91% Uptime Figure for Anthropic API via OpenRouter Draws Scrutiny

A recent tweet by user xlr8harder has sparked discussion regarding the reported availability of Anthropic's main API when accessed through the OpenRouter platform. The tweet specifically questioned whether OpenRouter's statistics accurately represent API availability, stating, "Is anthropic really only managing 91% on the main API? That's shockingly bad." This comment highlights concerns over a figure significantly below typical industry expectations for critical API services.

OpenRouter positions itself as a unified API solution designed to simplify access to a wide array of AI models from various providers, including Anthropic. The platform aims to enhance overall reliability by normalizing schemas, handling fallbacks, and pooling the uptime of underlying providers, thereby striving to offer improved stability for developers. Its documentation indicates a focus on maximizing uptime by routing requests to the best available providers and offering load balancing.

Anthropic, a prominent artificial intelligence company, is known for its Claude family of large language models. While Anthropic maintains its own status page, which generally reports high uptime for its API services, the 91% figure cited in the tweet, if accurate for a sustained period, would represent a notable deviation. Industry standards for mission-critical APIs typically target availability rates of 99.9% or higher, often referred to as "three nines," to minimize disruption for dependent applications and users.

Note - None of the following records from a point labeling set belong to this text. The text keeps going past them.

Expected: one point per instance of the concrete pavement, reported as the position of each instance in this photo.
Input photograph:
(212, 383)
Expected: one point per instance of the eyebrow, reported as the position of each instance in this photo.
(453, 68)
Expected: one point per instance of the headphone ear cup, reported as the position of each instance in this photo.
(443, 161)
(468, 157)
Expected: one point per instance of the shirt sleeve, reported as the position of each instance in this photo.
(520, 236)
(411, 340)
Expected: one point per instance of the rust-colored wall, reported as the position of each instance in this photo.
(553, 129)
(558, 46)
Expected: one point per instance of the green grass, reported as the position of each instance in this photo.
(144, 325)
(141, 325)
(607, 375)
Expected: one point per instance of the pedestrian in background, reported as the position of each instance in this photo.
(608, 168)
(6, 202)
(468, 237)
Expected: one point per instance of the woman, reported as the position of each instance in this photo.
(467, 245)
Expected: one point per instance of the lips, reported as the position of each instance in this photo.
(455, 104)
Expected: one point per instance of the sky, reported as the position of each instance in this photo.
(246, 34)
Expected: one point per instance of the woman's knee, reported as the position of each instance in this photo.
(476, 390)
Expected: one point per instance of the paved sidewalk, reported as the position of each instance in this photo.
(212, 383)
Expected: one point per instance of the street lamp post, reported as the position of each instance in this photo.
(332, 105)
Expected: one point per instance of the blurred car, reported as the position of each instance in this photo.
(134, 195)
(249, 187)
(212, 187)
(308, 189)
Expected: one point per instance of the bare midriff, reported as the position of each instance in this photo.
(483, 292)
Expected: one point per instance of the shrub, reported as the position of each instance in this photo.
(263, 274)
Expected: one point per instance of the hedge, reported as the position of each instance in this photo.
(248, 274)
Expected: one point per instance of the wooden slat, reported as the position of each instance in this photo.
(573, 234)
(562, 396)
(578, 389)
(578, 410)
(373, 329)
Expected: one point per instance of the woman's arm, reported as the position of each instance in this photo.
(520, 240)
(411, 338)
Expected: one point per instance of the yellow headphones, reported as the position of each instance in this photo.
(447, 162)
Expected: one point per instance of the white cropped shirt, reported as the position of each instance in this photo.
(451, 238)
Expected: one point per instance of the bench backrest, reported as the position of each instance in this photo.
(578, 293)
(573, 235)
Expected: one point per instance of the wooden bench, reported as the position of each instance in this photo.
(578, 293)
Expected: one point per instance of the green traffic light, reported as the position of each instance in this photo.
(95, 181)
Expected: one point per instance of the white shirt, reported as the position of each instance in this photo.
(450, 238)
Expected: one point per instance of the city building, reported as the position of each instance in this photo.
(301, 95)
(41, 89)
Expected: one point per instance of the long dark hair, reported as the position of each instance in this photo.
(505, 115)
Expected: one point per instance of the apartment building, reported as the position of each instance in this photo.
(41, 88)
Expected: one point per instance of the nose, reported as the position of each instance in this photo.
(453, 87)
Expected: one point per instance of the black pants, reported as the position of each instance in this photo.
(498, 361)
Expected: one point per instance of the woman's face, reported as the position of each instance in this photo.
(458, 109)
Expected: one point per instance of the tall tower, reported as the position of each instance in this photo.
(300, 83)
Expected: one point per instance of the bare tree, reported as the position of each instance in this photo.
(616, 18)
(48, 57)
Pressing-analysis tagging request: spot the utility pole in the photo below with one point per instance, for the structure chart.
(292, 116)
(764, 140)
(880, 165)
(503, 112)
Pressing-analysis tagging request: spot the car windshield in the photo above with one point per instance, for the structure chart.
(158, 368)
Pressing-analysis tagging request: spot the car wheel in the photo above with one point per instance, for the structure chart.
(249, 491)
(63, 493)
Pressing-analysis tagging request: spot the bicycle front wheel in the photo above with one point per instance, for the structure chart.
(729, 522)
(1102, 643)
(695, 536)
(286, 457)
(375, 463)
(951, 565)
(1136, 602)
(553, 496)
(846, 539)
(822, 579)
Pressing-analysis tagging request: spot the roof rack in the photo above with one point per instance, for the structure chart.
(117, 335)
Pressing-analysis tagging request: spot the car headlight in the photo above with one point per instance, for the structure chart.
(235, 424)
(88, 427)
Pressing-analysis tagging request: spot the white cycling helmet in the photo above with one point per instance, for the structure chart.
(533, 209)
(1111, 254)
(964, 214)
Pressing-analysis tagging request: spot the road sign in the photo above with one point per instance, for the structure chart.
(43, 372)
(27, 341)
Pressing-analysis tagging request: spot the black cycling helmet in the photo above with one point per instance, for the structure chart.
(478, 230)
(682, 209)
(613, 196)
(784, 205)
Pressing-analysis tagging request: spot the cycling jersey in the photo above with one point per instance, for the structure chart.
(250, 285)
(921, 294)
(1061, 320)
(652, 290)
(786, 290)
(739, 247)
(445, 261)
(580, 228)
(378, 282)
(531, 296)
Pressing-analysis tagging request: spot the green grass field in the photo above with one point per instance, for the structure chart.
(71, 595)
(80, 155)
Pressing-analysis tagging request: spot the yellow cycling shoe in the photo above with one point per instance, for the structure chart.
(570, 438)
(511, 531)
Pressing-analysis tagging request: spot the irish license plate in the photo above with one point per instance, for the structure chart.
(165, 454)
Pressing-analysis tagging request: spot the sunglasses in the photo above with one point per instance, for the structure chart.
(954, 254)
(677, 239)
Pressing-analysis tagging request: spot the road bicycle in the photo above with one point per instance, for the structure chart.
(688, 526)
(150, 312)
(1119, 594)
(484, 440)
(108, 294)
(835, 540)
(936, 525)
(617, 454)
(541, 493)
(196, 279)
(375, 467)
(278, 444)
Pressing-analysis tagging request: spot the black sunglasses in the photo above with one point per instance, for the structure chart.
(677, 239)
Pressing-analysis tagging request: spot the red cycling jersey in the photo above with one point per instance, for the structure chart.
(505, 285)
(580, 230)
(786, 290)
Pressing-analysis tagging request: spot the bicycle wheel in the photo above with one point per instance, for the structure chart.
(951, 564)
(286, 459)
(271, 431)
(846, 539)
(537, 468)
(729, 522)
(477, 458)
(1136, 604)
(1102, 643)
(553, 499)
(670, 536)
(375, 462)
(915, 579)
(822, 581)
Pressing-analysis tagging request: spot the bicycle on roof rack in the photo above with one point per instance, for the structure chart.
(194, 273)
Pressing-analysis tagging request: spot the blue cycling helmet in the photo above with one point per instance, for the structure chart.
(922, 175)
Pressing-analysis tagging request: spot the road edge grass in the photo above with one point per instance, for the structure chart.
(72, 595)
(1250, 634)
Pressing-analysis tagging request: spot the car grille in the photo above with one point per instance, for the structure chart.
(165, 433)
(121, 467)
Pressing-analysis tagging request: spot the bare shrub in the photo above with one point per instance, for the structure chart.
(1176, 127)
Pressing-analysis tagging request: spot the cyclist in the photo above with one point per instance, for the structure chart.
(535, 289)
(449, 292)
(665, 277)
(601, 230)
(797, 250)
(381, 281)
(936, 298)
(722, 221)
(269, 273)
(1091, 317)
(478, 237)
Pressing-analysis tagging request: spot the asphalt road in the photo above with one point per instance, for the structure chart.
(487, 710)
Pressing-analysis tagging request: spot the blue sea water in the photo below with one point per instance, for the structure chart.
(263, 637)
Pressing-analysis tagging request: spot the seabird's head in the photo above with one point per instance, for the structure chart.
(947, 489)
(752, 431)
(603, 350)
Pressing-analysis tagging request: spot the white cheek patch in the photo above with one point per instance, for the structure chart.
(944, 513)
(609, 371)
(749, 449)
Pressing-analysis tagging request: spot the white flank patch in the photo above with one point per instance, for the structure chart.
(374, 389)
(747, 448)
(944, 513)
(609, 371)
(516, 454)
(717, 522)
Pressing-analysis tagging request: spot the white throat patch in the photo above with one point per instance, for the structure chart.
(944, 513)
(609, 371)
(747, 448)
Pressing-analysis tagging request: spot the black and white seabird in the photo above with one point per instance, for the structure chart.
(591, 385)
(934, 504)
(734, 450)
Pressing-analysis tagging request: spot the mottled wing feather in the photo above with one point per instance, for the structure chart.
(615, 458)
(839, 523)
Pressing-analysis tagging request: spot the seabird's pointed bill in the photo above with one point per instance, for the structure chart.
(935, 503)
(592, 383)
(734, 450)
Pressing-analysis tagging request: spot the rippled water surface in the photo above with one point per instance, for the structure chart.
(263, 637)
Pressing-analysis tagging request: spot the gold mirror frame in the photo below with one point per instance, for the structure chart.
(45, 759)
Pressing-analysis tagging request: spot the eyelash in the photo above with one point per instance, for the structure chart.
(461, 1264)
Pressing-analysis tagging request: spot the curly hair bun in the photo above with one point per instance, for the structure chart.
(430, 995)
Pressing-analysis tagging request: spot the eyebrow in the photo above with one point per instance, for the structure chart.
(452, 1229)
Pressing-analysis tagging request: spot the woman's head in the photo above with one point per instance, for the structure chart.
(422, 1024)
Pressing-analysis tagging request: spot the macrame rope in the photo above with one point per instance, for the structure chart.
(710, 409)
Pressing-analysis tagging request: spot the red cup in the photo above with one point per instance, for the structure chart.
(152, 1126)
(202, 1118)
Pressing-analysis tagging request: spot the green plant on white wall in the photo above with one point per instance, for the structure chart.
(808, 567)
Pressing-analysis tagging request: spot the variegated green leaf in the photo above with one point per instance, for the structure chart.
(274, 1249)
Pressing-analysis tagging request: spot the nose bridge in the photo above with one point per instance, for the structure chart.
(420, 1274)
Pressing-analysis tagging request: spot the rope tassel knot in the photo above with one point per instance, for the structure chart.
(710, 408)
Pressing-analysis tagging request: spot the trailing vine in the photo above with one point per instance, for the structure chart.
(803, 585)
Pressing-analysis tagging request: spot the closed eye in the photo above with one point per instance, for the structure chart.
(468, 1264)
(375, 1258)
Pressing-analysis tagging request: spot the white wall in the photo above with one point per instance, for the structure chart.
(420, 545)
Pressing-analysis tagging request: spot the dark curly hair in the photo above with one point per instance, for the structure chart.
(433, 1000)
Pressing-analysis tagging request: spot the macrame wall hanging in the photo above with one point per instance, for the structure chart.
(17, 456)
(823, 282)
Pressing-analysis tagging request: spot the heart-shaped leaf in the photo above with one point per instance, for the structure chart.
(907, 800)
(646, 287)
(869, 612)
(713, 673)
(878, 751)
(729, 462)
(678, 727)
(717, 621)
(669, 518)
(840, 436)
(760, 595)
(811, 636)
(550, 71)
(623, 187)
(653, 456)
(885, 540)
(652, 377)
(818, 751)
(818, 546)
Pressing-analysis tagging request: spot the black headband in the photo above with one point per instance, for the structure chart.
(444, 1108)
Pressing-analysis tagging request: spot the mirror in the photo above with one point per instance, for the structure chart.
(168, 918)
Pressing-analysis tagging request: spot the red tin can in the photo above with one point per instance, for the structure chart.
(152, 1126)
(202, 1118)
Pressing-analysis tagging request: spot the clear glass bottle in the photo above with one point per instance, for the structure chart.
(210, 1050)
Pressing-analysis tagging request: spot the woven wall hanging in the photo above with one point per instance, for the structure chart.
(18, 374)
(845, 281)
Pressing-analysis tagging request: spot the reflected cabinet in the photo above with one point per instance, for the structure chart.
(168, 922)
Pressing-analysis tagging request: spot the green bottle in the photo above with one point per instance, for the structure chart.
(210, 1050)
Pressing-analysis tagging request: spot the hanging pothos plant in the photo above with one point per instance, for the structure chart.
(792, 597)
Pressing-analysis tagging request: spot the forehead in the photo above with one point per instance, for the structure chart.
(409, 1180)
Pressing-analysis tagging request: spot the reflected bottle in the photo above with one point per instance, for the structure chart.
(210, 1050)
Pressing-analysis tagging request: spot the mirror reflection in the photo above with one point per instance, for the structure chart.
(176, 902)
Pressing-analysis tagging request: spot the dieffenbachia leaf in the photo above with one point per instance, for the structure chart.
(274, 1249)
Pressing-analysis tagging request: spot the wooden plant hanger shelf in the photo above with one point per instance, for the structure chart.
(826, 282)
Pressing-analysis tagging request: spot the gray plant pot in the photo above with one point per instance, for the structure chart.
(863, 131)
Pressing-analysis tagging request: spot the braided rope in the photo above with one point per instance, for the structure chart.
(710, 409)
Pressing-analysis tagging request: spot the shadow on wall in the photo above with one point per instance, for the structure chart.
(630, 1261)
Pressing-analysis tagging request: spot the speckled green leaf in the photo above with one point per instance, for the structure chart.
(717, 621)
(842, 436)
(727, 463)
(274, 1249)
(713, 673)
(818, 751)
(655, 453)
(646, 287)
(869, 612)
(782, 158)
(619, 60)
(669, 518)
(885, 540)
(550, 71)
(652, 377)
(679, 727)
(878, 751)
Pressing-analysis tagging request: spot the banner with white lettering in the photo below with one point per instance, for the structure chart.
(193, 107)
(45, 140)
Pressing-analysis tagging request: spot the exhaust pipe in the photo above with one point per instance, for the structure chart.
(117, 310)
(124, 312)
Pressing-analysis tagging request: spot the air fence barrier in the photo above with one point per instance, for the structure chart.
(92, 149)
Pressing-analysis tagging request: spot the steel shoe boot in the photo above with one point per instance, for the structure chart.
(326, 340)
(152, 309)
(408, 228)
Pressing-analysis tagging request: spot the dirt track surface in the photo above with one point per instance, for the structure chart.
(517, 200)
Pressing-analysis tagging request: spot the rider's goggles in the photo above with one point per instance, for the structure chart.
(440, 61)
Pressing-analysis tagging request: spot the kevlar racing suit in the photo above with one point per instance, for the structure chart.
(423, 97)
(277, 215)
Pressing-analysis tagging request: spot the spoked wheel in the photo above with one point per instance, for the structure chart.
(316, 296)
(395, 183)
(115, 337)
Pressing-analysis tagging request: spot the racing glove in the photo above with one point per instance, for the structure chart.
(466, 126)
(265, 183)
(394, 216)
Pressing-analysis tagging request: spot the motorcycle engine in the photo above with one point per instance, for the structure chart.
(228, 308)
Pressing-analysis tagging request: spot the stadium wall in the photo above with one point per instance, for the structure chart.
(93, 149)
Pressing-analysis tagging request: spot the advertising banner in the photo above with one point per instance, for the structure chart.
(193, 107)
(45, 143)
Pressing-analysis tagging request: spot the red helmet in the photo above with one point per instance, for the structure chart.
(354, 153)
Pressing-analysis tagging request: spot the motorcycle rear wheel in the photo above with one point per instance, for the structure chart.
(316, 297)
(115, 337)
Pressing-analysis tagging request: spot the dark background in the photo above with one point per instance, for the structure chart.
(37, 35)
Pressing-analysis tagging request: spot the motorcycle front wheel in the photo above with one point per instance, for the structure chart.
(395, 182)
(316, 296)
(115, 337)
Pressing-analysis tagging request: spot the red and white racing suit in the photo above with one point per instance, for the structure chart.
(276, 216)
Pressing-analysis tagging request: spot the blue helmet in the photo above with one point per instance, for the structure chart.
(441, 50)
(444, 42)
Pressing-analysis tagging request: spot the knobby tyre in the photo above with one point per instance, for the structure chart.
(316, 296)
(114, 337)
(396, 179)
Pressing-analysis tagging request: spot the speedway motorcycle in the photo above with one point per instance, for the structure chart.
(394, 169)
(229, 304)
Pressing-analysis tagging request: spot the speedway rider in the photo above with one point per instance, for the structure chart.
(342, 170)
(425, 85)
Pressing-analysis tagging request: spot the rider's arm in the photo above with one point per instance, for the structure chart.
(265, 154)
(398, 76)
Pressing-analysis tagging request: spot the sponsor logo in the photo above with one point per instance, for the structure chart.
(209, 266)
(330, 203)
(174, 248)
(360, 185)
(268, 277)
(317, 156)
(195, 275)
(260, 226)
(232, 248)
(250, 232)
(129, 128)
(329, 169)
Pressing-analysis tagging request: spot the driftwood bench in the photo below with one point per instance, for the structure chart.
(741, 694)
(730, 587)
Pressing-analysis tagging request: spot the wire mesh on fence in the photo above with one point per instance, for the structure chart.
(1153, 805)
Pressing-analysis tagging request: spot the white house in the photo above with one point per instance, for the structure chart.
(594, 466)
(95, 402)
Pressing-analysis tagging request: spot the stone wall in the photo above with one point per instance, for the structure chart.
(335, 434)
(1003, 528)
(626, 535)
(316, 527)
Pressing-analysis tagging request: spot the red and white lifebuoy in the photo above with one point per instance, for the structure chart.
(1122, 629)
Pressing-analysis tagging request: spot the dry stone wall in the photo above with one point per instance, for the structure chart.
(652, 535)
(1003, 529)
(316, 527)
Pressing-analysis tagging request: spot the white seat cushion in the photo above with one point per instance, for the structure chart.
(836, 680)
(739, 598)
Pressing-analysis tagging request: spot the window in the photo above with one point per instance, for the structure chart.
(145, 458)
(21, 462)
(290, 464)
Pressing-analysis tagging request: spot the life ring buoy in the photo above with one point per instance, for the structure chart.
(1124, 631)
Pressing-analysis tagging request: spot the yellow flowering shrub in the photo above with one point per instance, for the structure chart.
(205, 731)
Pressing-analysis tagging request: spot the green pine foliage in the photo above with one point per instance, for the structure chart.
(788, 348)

The discrepancy between OpenRouter's stated mission of improving uptime and the "shockingly bad" 91% figure mentioned by the user underscores the importance of transparent and consistent performance reporting in the rapidly evolving AI ecosystem. Developers and businesses heavily rely on the continuous availability of these foundational AI models for their applications. Sustained low uptime could lead to significant operational challenges and impact user experience.

The tweet brings attention to the ongoing need for robust infrastructure and clear communication from API providers regarding their service level agreements and actual performance metrics. As AI integration becomes more pervasive, the reliability and availability of underlying AI APIs remain a critical factor for widespread adoption and trust among developers and end-users.